MAKING WITH(IN) A DAMAGED PLANET:
Scavenging, storytelling and play as vital methods for recontextualising material understandings, in hope of crafting a kinder world.As agents on the edge of human-enforced planetary disaster, we must find ways to entangle ourselves ‘with the trouble’ of the ‘Capitalocene’ (Haraway, 2016). Avoidance, mental dissonance, acceptance, and compliance are destructive, contagious thought patterns structured to assert *humanity* and maintain depersonalisation of the more-than-human-world. I argue that craft is a model, a language, an acting that can entangle us compassionately, playfully, hopefully, erotically, and divinely with this trouble. I argue that thinking, acting ecologically does not just deal with planetary collapse, but is a spiritual practice capable of glitching us from capitalist paradigms, embedding us with care, and denouncing the supposedly intrinsic loneliness, isolation feelings, that capitalist-individualism asserts.
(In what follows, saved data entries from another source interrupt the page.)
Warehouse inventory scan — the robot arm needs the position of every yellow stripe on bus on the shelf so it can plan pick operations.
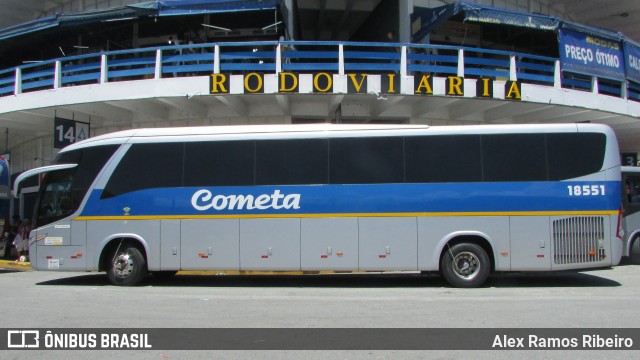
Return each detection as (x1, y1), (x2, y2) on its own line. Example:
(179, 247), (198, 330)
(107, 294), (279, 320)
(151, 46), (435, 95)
(74, 210), (618, 221)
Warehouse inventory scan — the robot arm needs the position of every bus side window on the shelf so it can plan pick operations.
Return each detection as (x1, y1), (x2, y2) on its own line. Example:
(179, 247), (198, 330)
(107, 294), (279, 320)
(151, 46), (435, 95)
(625, 176), (640, 205)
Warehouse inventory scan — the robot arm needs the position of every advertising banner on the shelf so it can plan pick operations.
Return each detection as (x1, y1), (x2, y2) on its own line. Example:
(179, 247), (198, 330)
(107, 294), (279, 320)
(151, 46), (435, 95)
(560, 28), (625, 81)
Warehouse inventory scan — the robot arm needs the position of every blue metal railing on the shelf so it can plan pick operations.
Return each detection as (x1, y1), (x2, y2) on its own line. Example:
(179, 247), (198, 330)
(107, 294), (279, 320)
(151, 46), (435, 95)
(0, 41), (640, 100)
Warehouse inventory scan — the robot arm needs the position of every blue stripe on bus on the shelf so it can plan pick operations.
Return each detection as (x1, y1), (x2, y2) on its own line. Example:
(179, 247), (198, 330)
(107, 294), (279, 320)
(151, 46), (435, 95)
(80, 181), (621, 217)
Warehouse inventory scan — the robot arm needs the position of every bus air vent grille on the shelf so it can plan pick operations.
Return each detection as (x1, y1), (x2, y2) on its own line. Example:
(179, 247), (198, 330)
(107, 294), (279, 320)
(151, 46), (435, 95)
(552, 216), (605, 264)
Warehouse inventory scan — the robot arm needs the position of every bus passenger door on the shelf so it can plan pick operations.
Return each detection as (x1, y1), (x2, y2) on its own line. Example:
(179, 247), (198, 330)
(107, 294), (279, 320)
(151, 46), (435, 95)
(509, 216), (552, 271)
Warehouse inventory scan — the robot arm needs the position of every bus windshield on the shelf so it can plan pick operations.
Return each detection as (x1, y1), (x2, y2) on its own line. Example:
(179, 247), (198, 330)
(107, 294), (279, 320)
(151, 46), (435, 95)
(36, 169), (79, 225)
(35, 145), (118, 226)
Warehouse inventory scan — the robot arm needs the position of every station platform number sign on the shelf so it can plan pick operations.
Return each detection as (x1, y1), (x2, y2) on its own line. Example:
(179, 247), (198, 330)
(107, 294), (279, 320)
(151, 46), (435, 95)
(53, 117), (89, 149)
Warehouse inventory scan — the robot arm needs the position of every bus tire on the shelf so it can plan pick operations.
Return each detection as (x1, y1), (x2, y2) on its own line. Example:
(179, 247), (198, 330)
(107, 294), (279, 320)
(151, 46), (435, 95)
(107, 243), (147, 286)
(440, 243), (491, 288)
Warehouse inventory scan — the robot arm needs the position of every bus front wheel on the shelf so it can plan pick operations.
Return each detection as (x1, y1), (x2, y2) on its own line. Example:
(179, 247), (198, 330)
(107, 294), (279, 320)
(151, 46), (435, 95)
(440, 243), (491, 288)
(107, 244), (147, 286)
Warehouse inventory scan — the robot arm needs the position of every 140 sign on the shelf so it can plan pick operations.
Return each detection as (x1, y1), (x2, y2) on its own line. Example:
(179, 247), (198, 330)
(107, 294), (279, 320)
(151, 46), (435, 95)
(53, 117), (89, 149)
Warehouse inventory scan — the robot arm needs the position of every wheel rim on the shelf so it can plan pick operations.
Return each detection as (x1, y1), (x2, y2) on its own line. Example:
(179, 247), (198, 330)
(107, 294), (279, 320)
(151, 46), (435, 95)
(451, 251), (480, 280)
(113, 253), (135, 279)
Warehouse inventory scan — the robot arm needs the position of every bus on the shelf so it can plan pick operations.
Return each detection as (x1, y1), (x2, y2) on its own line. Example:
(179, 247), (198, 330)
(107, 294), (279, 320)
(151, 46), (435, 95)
(14, 124), (623, 287)
(621, 166), (640, 258)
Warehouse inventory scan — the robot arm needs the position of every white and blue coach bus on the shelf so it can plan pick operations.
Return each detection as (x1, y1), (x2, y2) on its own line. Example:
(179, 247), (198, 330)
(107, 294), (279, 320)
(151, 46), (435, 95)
(14, 124), (623, 287)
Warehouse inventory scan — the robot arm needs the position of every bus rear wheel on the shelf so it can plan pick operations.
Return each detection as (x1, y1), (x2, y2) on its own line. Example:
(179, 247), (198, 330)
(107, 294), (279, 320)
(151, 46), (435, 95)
(440, 243), (491, 288)
(107, 244), (147, 286)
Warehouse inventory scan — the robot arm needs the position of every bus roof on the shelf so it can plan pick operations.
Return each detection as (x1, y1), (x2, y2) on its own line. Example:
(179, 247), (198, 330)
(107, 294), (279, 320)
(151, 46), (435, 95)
(62, 123), (613, 152)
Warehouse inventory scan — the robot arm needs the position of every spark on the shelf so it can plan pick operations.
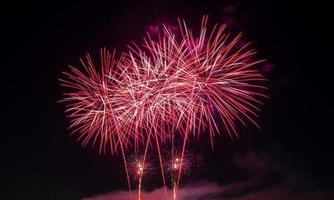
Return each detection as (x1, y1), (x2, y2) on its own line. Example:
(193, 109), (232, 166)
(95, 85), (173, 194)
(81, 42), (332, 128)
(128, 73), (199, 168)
(60, 16), (267, 198)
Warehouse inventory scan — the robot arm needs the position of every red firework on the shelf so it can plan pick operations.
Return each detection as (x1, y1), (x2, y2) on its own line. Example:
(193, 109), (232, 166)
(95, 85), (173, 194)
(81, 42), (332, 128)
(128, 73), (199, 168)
(60, 16), (266, 200)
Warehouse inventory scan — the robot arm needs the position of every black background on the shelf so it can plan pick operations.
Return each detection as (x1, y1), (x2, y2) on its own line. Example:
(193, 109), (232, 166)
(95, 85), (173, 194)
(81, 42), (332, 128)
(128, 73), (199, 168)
(0, 0), (334, 199)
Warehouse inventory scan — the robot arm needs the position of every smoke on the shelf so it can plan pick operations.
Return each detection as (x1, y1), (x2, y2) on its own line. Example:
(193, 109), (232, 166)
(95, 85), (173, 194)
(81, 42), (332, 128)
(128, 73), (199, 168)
(84, 152), (334, 200)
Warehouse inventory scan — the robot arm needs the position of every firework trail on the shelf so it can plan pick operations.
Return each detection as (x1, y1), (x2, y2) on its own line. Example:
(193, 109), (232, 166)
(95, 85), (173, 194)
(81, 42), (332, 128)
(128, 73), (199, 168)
(60, 16), (267, 200)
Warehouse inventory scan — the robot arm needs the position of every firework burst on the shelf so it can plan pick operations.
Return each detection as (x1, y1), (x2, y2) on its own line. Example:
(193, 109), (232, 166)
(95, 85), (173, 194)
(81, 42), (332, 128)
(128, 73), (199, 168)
(60, 16), (267, 200)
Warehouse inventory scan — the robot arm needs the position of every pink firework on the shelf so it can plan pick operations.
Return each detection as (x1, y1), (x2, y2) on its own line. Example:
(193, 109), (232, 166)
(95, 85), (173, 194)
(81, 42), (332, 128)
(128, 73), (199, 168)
(119, 17), (266, 146)
(60, 16), (267, 199)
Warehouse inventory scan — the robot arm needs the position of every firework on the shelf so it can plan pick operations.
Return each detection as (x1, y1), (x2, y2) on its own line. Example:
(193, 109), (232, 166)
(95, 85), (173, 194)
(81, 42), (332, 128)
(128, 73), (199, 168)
(61, 16), (266, 198)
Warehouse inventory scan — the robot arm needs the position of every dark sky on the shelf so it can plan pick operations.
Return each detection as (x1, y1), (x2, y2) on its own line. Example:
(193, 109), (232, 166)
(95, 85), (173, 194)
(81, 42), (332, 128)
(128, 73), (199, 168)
(0, 0), (334, 199)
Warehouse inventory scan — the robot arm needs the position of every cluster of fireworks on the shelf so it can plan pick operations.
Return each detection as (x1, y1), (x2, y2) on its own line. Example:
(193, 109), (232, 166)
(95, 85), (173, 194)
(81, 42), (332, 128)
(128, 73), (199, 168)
(60, 16), (266, 199)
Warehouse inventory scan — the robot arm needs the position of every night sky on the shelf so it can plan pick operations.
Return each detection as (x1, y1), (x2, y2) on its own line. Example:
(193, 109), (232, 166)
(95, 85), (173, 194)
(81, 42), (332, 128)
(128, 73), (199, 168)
(0, 0), (334, 200)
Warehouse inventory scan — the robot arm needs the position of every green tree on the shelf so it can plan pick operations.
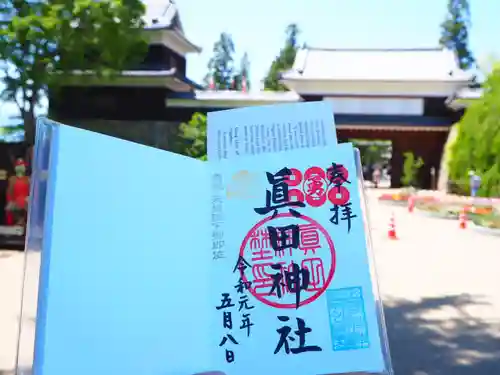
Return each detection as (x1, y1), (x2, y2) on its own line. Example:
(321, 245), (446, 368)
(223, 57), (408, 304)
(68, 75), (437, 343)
(205, 33), (235, 90)
(177, 112), (207, 160)
(448, 64), (500, 196)
(233, 52), (250, 91)
(264, 23), (300, 91)
(401, 152), (424, 186)
(439, 0), (475, 69)
(0, 0), (147, 143)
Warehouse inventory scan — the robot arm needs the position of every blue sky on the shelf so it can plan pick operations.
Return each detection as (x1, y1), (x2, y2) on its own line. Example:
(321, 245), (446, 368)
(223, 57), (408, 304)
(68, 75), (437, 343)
(0, 0), (500, 119)
(180, 0), (500, 89)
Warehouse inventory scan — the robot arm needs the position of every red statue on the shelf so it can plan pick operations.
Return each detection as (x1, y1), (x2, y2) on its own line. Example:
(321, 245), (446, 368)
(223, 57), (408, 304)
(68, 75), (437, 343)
(5, 158), (30, 226)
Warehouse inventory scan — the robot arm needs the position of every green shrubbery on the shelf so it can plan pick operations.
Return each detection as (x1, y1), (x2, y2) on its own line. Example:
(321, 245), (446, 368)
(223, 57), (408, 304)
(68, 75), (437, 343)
(448, 65), (500, 197)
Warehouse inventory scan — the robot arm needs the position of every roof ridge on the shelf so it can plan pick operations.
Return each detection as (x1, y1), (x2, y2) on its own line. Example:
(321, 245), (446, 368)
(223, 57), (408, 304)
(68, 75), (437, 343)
(304, 46), (444, 52)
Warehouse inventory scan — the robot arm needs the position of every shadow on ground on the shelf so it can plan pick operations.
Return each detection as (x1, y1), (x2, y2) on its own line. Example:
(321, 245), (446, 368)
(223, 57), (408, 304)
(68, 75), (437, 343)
(384, 295), (500, 375)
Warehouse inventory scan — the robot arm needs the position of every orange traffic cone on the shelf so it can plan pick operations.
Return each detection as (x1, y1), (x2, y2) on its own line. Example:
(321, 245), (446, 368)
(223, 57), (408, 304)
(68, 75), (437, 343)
(458, 208), (467, 229)
(408, 195), (415, 213)
(387, 212), (398, 240)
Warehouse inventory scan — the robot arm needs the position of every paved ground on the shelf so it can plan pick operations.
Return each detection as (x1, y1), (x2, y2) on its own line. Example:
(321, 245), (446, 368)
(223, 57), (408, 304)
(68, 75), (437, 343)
(0, 190), (500, 375)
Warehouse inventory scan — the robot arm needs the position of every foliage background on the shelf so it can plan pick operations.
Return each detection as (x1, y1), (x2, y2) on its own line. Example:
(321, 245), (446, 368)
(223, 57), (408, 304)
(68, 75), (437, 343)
(448, 64), (500, 197)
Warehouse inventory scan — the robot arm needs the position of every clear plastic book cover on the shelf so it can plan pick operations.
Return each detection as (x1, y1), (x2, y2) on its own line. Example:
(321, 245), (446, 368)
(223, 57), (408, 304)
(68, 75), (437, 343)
(354, 148), (394, 375)
(16, 119), (57, 375)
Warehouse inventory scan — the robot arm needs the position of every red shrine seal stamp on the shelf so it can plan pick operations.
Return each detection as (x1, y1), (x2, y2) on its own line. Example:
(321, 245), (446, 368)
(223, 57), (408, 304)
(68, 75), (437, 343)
(240, 213), (336, 309)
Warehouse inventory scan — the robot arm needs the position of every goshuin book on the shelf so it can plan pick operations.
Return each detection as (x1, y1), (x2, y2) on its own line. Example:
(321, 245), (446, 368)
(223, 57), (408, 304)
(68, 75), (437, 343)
(20, 105), (392, 375)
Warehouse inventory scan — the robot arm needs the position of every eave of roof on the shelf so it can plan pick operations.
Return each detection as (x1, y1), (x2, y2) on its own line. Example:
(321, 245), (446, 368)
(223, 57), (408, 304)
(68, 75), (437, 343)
(282, 47), (471, 82)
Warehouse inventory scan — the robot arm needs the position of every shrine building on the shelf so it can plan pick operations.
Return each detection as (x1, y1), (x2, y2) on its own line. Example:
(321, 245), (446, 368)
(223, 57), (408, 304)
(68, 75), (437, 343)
(49, 0), (477, 188)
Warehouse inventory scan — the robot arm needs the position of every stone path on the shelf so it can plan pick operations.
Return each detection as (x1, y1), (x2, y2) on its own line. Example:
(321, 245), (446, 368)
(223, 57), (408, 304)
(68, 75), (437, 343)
(0, 190), (500, 375)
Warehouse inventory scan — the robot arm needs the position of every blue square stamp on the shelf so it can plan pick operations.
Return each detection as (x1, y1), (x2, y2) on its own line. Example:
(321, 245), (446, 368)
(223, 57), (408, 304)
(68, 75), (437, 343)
(326, 287), (370, 351)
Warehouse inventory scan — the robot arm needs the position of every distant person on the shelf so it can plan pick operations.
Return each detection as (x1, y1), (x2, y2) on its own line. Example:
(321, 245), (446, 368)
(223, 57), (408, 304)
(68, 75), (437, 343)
(469, 171), (481, 197)
(372, 166), (382, 188)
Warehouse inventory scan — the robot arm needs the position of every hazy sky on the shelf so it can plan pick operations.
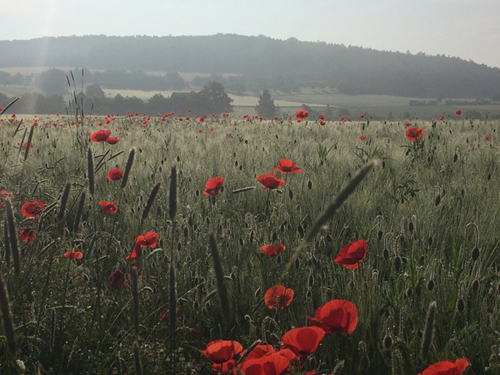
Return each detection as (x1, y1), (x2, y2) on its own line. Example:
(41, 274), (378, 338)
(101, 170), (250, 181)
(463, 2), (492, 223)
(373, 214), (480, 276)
(0, 0), (500, 67)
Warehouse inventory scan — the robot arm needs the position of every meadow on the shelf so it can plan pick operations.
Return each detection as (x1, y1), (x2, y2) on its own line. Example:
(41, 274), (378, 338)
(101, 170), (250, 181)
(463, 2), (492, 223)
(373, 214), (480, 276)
(0, 104), (500, 375)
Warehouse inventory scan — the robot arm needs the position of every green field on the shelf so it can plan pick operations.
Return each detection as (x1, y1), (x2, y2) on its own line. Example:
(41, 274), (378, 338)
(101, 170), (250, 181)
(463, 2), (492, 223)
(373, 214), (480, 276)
(0, 98), (500, 375)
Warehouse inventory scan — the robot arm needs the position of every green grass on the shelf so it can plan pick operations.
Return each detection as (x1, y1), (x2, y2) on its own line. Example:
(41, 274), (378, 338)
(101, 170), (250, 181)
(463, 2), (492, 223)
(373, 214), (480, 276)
(0, 115), (500, 374)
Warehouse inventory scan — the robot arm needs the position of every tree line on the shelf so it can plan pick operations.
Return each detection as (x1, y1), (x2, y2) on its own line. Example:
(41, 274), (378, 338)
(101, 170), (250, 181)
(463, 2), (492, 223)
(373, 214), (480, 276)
(0, 34), (500, 99)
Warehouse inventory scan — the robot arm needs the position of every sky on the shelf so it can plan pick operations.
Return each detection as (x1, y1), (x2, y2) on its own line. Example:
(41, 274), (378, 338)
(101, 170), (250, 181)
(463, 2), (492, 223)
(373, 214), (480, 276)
(0, 0), (500, 68)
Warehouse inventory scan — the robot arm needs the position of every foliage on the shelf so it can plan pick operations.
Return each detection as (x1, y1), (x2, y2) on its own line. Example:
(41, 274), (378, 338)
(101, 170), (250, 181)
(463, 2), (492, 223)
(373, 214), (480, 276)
(0, 103), (500, 374)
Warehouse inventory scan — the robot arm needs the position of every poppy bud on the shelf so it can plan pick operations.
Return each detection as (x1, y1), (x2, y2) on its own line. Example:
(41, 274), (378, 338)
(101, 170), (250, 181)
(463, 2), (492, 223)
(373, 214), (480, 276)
(426, 279), (434, 291)
(394, 255), (401, 271)
(471, 247), (480, 262)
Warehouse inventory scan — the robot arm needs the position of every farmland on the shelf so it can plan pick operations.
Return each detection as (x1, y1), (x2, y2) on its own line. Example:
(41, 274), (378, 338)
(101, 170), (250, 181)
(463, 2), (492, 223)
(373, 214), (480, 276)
(0, 98), (500, 374)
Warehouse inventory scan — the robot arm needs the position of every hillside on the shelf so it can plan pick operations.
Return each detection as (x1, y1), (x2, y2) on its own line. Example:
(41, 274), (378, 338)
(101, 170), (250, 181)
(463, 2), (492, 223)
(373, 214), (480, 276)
(0, 34), (500, 99)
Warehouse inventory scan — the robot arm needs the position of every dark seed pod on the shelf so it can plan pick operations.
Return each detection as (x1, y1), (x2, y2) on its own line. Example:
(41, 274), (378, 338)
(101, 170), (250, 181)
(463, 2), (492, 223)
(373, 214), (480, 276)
(426, 279), (434, 291)
(472, 279), (479, 293)
(382, 249), (389, 260)
(394, 255), (401, 271)
(297, 225), (304, 238)
(471, 247), (481, 262)
(384, 335), (392, 350)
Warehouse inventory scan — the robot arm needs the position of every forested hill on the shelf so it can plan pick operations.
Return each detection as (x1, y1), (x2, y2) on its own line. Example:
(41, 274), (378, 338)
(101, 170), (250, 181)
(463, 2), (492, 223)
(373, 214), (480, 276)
(0, 34), (500, 98)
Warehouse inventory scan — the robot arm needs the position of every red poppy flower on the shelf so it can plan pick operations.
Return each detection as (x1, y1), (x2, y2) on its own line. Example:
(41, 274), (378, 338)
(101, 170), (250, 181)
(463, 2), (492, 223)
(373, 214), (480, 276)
(241, 342), (277, 358)
(418, 358), (469, 375)
(106, 137), (120, 145)
(108, 168), (123, 181)
(108, 270), (126, 289)
(295, 109), (309, 122)
(99, 201), (118, 214)
(307, 299), (358, 335)
(238, 352), (290, 375)
(259, 243), (286, 258)
(203, 177), (224, 197)
(283, 327), (326, 357)
(264, 285), (295, 310)
(0, 190), (14, 199)
(126, 243), (142, 260)
(406, 128), (424, 142)
(90, 130), (111, 143)
(19, 227), (36, 243)
(63, 250), (83, 259)
(335, 240), (366, 270)
(21, 200), (43, 219)
(135, 232), (159, 248)
(200, 340), (243, 363)
(273, 159), (302, 173)
(257, 173), (285, 190)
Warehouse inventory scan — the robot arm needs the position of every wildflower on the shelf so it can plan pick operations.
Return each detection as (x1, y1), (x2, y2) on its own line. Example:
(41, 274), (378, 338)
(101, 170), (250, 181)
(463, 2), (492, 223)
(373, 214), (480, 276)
(283, 327), (326, 357)
(203, 177), (224, 197)
(418, 358), (469, 375)
(19, 227), (36, 243)
(406, 128), (424, 142)
(273, 159), (302, 173)
(307, 299), (358, 335)
(99, 201), (118, 214)
(257, 173), (285, 190)
(335, 240), (366, 270)
(21, 200), (43, 219)
(90, 130), (111, 143)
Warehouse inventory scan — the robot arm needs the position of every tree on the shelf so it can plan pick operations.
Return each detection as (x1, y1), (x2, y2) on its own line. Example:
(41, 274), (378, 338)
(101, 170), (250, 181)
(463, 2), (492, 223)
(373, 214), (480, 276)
(197, 81), (233, 114)
(255, 90), (276, 119)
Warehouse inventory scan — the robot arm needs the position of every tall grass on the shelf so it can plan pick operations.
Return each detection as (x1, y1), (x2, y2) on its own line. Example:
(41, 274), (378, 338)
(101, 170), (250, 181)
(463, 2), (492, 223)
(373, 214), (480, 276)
(0, 112), (500, 374)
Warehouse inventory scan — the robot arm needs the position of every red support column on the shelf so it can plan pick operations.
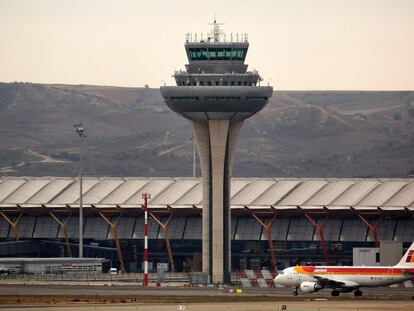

I begin with Butler’s analysis of *independence* as damaging, making point of defining “us” as capable, enmeshed, response-able “agents” rather than a collection of “individuals”. I recount my first experience crafting from abundance within racially charged “Aboriginal school camps”, following with discussions of cultural tourism versus genuine methods of embedding craft with spirituality, and story. I discuss language as an operating system, how English grammar is not embedded with ecological frameworks like many native languages, and how this spawns unsustainable capitalist, colonialist thought systems. Monetary economies are then scrutinised, and used as example for showing how ideologies directly effect material reality. Waste is brought into focus through insightful discussion with Katherine Soucie, followed by a deconstruction of fashion waste systems, specifically, from purchase to charity shop to landfill. Upcycling is denounced as a capitalist enterprise, and craft is asserted as a more beneficial solution. The Geish movement is analysed as example of Divine Craft, aided by ethnographic research and interview with Geish Manifesto author, Princess Pathojen. Community activation through craft is discussed. Experimental local research project, Craftanoon,is analysed as well as inter-continental craft projects. Finally, Divine Craft is defined as intersection between storytelling, scavenging, meditating, making, listening, and is pitched as an essential mode of thought, a powerful way of becoming with(in) a damaged planet.